Travelling down Cranberry Hole Road a car of Jersiots stopped short right in front of us, causing my husband (with awesome reflexes) to lock our truck up and turn to the side to avoid hitting them. The windows on the passenger side rolled down and heads and arms crane out with a camera, pointing with the most shocked expressions of absolute, pure joy.

It was our Sunday drive and I was not about to let this ruin my day, so we sat back and waited patiently as they snapped photos into the woods and exclaimed ”THAT’S AMAZING!” for a couple more minutes, and we wondered if they even realized there was a obnoxiously loud turbo diesel truck idling five feet behind them.

Slowly, and reluctantly, the heads sink back into the car and they move on, making us wonder. What in the world were they looking at? Did they find the Montauk Monster? The Camp Hero Beast? Bill McGintees brain running loose through the forest instead of his head where it’s been missing from for years?

Their glee and wonder at this apparently exotic animal they stumbled over on their Bonac Safari peaked our own curiosity, so my own head stretched out the window when we finally had the chance to drive by ourselves.

“What is it? What is it?” my husband asks and my reply was more of an “Are You Serious?” type of shock than a truly awed one.
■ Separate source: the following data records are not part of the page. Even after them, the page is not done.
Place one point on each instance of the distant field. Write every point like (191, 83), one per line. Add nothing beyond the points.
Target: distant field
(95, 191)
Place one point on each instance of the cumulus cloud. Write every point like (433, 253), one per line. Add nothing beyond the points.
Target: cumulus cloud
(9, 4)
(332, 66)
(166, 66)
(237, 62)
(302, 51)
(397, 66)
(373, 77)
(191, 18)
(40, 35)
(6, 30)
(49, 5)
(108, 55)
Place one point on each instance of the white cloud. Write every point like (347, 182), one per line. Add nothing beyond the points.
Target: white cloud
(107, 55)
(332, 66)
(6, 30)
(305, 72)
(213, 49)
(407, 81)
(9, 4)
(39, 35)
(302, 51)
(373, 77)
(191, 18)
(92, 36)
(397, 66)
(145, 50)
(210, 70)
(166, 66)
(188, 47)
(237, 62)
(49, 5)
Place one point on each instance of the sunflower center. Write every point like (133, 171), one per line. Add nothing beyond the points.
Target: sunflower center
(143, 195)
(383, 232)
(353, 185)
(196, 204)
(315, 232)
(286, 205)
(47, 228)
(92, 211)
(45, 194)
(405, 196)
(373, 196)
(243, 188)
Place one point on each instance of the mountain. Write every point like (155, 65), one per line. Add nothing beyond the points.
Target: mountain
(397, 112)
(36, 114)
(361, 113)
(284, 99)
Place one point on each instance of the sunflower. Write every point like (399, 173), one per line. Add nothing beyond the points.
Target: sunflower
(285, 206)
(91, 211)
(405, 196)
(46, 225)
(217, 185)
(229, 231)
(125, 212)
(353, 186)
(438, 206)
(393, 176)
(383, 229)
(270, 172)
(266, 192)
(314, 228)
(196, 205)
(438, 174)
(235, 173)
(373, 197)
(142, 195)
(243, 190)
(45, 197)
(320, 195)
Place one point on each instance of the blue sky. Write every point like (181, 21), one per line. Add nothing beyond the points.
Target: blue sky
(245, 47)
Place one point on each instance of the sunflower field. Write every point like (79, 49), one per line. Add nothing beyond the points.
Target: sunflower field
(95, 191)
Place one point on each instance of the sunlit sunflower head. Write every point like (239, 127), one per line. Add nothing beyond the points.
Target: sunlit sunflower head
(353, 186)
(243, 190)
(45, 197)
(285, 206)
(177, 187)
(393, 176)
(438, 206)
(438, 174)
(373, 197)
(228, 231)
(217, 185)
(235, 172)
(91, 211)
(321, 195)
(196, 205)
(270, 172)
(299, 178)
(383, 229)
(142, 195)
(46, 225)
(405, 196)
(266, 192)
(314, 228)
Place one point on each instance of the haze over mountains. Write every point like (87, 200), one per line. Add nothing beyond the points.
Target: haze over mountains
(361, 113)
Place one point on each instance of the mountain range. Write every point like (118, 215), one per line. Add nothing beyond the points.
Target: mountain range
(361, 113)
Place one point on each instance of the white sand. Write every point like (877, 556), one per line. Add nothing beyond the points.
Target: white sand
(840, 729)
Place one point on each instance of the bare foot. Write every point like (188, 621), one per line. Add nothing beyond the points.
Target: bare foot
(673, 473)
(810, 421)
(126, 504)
No Montauk Monster, no beast, no brain.

It was a turkey.

A friggin’ turkey.

Do they not have Turkeys in Jersey? If they really wanted to see one I would of been happy to give them the 19 pounder in my freezer. I personally think they’re a lot cuter without that tiny head and all those feathers, preferably Golden Brown with cornbread stuffing on my Thanksgiving Table.

A. TURKEY.

I loudly Gobbled at it, and hoped my poor attempt at Turkey Language translated to “Get in the woods you damn bird.. you’re amusing the tourists too easily!” At least the gobbling made my hubby giggle, since before that second he looked more ready to make a Golden-Plated-Jersey-Volvo sacrifice to the Poultry Gods.

I hope those folks don’t cause any accidents by stumbling over a rare and elusive Squirrel or even gasp, Bunny. “AMAZING!”? No, not car accident-worthy amazing.